Try to observe the deer from the side and check the length of how far the antlers extend in front of their face.
Older bucks’ antlers often protrude almost as far as their nose and typically extend up to around 20 inches (or 50.8 cm) from their faces.
While much younger bucks have antlers that come out nowhere near as far.
Try to observe the deer face-on, or get a direct photograph, and examine the spread between the antlers.
Bucks aged 2.5 and younger never really exceed a measurement of around 14 inches (35.56 cm.)
Once aged 3.5 and older, the antler spread will increase to over 15 inches (38.1 cm) or more as they continue to age.
Determining a deer’s age by antlers alone can be a tricky process, especially for new hunters. Keep in mind that deer replace their antlers each and every year.
Usually, it is best to try and determine the age using antlers and other factors such as body weight and shape which changes as the years pass.
Technically, you could also determine their age by cutting through their antlers and counting the annual rings…a little bit like you can with trees.
But good luck with that one…I wouldn’t really recommend it.
Ageing Bucks – Frequently Asked Questions
How Old Is An 8 Point Buck?
Provided they’ve got good genetics and have had the appropriate nutrition, an eight or more point buck will usually be around the age of 2 years old.
However, it is important to keep in mind that bucks that have poor antler genetics or who are malnourished may reach maturity without developing more than seven points.
How Old Is A 4 Point Deer?
In well-managed herds, whitetail bucks will reach physiological maturity at around the age of 4 and a half.
Of course, there are always exceptions to the rule, but for the most part you can expect any buck who is aged four and older to have already experienced 90% of his lifetime antle growth.
How Old Is A Spike Buck?
Spike bucks are male deers who have antlers with only one point. These are often referred to as unbranched antlers since they have no smaller points that branch off from the main one.
These kinds of deer are usually around 2 years old or younger.
How Old Is A Forked Horn Deer?
Forked horn deer are male deers which have a singular branched antler on each main antler. The second spike is typically found on the upper two-thirds of the main antler.
You can typically expect any deer with these kinds of antlers to be fairly new to life at just one to one and half years old. This is because their full antlers are still undeveloped.
How Old Are Big Bucks?
Usually, a whitetail buck will reach maturity at the age of around 3-5 years old. The overall lifespan of a buck will really vary depending on their habitat and overall health.
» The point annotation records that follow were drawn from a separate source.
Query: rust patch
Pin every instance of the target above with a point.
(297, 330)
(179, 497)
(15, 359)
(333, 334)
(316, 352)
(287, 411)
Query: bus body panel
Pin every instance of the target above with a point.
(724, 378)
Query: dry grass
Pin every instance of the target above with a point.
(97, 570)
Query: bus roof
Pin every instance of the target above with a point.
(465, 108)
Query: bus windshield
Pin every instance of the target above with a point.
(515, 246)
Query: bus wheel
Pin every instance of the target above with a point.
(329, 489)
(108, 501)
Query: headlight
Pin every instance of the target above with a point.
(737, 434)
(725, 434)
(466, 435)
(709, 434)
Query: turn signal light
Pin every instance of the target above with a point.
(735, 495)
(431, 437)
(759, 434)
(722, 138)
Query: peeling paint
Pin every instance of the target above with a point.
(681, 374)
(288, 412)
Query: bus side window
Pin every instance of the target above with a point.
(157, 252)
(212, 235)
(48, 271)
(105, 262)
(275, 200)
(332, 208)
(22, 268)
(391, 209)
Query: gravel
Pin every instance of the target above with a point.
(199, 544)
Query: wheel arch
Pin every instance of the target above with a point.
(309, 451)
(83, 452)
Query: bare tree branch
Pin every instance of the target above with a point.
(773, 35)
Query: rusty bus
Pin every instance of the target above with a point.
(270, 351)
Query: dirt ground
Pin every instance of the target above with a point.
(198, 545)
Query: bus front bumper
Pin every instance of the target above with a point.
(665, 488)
Though usually the males will live until the age of about 6-7 with the females living around 2 years longer.
Of course, they have the ability to live much longer lives but other factors such as predators, hunters, habitat quality, disease, famine, or accidents shorten the time frame considerably.
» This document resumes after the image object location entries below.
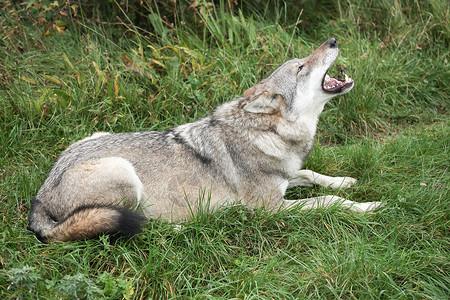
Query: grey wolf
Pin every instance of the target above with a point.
(249, 150)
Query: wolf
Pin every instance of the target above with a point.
(248, 150)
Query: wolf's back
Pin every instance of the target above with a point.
(84, 222)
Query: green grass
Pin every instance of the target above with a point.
(155, 67)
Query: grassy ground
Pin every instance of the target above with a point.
(66, 72)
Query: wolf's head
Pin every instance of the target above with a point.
(300, 86)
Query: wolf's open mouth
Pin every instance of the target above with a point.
(336, 85)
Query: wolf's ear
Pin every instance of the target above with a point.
(264, 103)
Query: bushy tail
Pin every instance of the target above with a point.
(91, 221)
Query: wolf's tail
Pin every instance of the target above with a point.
(85, 222)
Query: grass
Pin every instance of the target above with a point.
(99, 67)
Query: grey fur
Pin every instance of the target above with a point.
(248, 150)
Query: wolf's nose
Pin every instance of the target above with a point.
(332, 43)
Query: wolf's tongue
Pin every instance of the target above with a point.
(331, 83)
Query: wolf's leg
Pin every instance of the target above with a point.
(330, 200)
(108, 180)
(309, 178)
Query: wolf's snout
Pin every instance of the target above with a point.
(332, 42)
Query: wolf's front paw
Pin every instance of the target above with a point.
(342, 182)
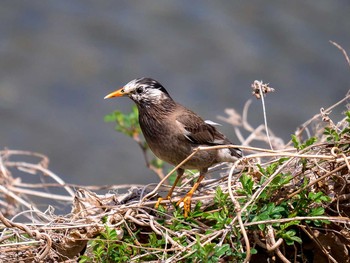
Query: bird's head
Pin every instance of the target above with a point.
(143, 91)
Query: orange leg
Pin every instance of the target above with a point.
(180, 173)
(188, 197)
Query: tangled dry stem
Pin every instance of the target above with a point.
(53, 238)
(29, 234)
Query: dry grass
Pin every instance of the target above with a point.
(29, 234)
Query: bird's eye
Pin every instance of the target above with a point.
(139, 90)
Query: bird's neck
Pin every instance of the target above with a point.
(157, 109)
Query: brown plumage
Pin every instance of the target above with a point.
(173, 131)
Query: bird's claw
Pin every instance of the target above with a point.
(186, 200)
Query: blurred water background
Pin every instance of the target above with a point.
(58, 59)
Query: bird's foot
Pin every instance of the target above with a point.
(186, 200)
(160, 199)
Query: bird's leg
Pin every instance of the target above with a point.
(188, 197)
(180, 173)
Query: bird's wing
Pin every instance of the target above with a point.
(198, 131)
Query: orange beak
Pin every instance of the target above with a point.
(117, 93)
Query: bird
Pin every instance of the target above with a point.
(173, 132)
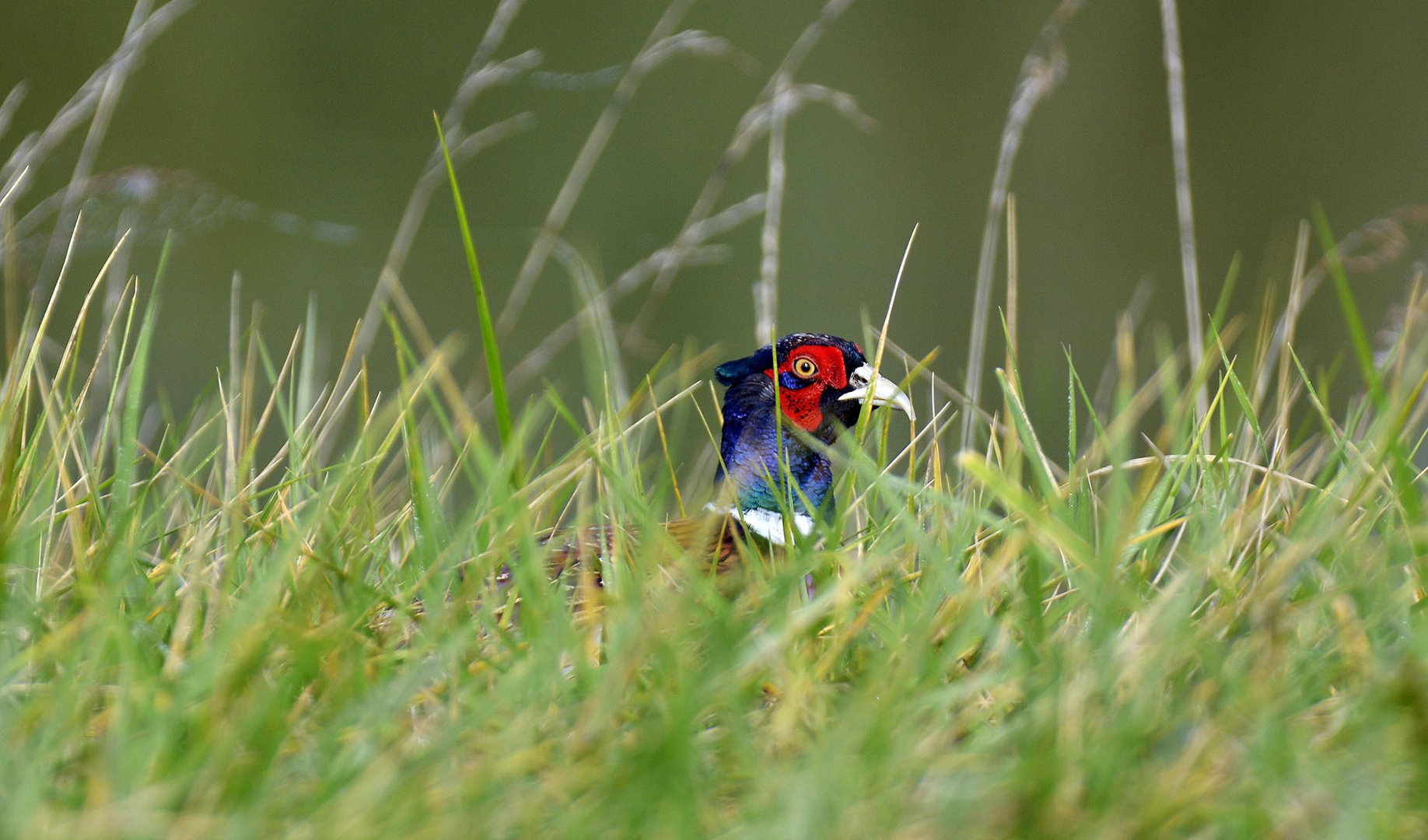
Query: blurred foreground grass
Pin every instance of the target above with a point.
(275, 611)
(208, 618)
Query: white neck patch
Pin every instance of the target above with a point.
(768, 523)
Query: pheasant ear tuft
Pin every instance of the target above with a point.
(758, 362)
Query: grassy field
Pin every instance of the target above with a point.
(1223, 636)
(275, 612)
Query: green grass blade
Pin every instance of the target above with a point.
(483, 309)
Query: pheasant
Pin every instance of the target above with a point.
(820, 383)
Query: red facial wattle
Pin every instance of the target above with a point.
(803, 404)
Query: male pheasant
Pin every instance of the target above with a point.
(818, 383)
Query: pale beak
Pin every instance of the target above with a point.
(870, 387)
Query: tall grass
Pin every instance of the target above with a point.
(206, 633)
(278, 611)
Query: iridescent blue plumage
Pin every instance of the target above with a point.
(750, 446)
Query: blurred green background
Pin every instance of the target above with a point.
(323, 109)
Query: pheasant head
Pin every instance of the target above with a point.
(780, 401)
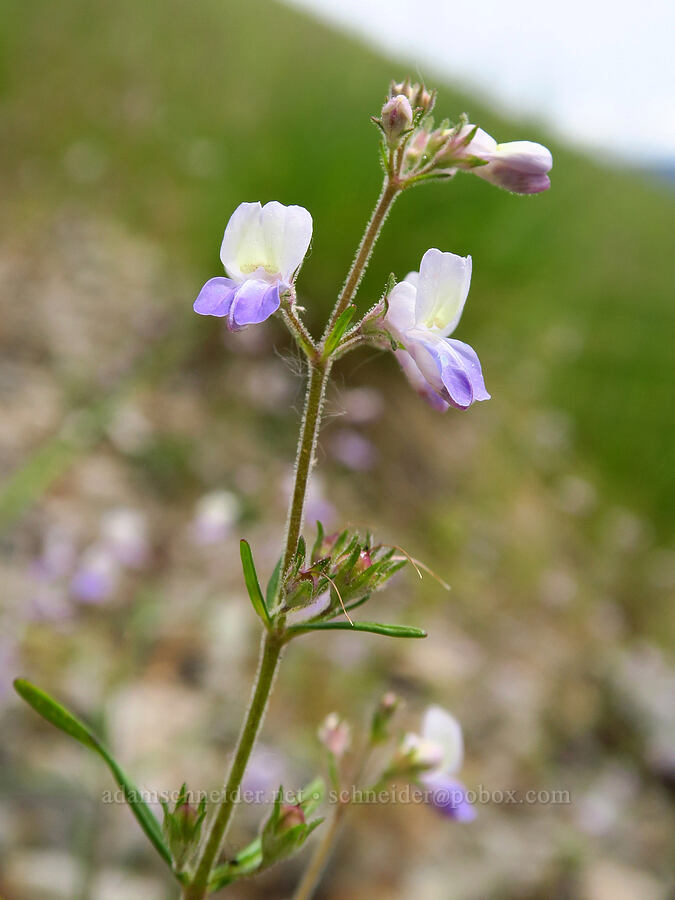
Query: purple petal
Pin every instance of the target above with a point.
(253, 302)
(448, 797)
(419, 382)
(510, 179)
(472, 368)
(215, 298)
What Is The Most Effective Method For Aging A Deer?
Though you can certainly determine the age of a deer, at least roughly, from their antlers, there are more effective methods that can produce more accurate results.
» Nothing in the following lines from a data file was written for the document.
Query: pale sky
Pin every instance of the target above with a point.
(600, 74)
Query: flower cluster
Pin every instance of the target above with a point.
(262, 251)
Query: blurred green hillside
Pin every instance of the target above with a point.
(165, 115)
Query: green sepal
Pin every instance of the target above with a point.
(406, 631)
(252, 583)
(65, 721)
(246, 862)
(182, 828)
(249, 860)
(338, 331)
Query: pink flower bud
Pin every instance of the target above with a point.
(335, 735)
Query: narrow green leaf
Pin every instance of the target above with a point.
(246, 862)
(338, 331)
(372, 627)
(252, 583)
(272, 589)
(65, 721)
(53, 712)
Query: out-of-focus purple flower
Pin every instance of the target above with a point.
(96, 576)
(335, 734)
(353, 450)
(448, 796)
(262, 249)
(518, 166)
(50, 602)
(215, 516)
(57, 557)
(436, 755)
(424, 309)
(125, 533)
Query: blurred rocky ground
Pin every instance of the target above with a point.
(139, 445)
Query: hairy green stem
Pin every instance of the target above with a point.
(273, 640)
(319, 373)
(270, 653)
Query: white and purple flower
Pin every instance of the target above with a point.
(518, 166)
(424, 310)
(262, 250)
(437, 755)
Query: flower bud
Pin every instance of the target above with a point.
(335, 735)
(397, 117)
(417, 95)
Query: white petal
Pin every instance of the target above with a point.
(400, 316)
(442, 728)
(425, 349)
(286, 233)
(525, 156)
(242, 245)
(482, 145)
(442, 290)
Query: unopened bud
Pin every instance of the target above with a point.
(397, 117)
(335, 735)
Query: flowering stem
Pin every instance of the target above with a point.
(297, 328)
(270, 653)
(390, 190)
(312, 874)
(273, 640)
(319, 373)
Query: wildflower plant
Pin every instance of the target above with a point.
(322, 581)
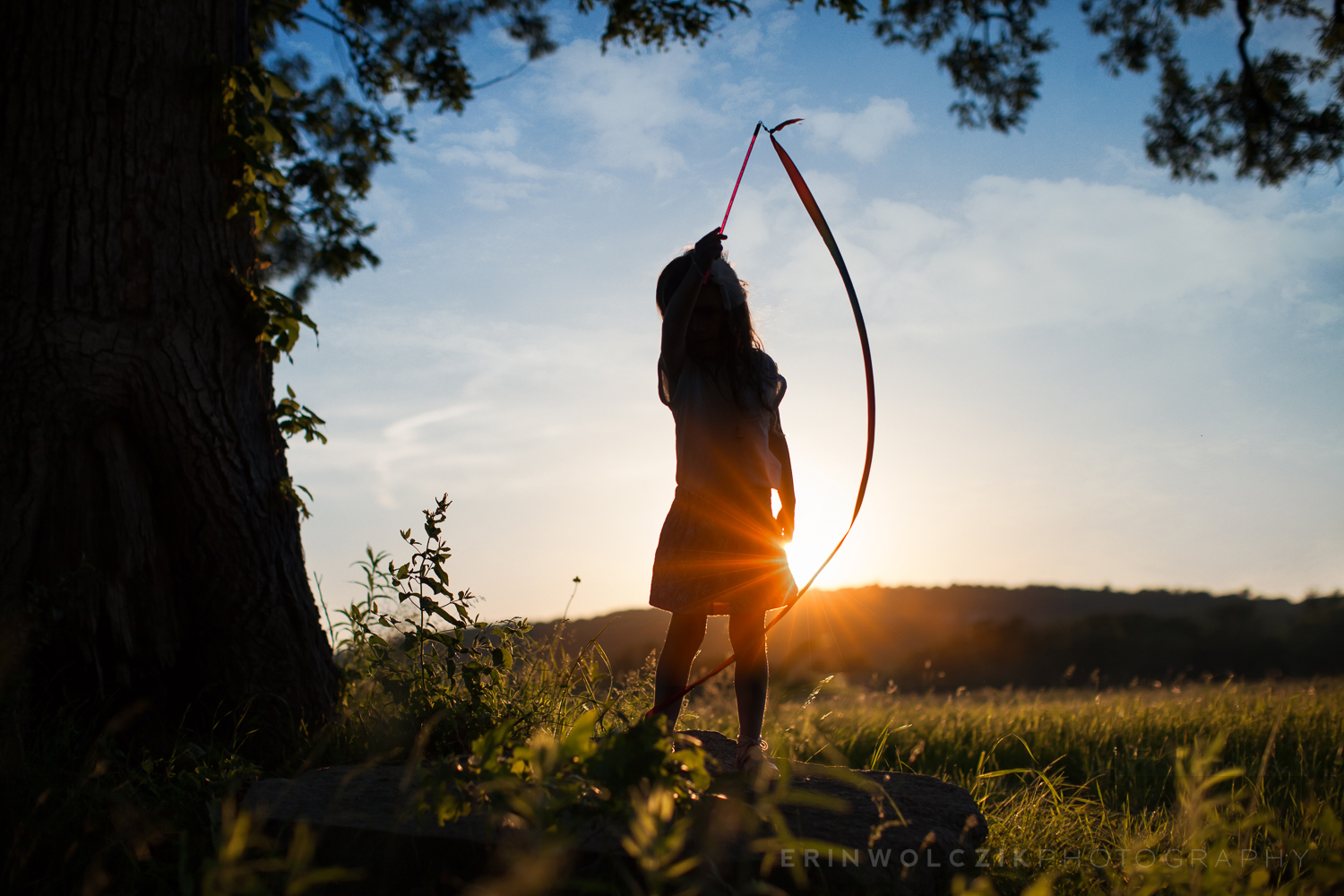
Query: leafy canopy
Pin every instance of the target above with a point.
(311, 145)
For example, many gamekeepers will opt for the cementum annuli technique. This is where the bottom two front teeth, called incisors, are cut out using a pocket knife.
The teeth are then sent to a lab and the growth rings of the teeth are counted to determine age. Kind of like you do with trees.
Deer antlers are constantly changing as they grow older, and so they can be a really great indicator as to how old your deer is.
However, as you’ve seen from this article, for the most part it allows you to roughly gauge the age of the deer.
For more accurate results, you’ll need to also consider several other factors to get a more precise estimate of their age.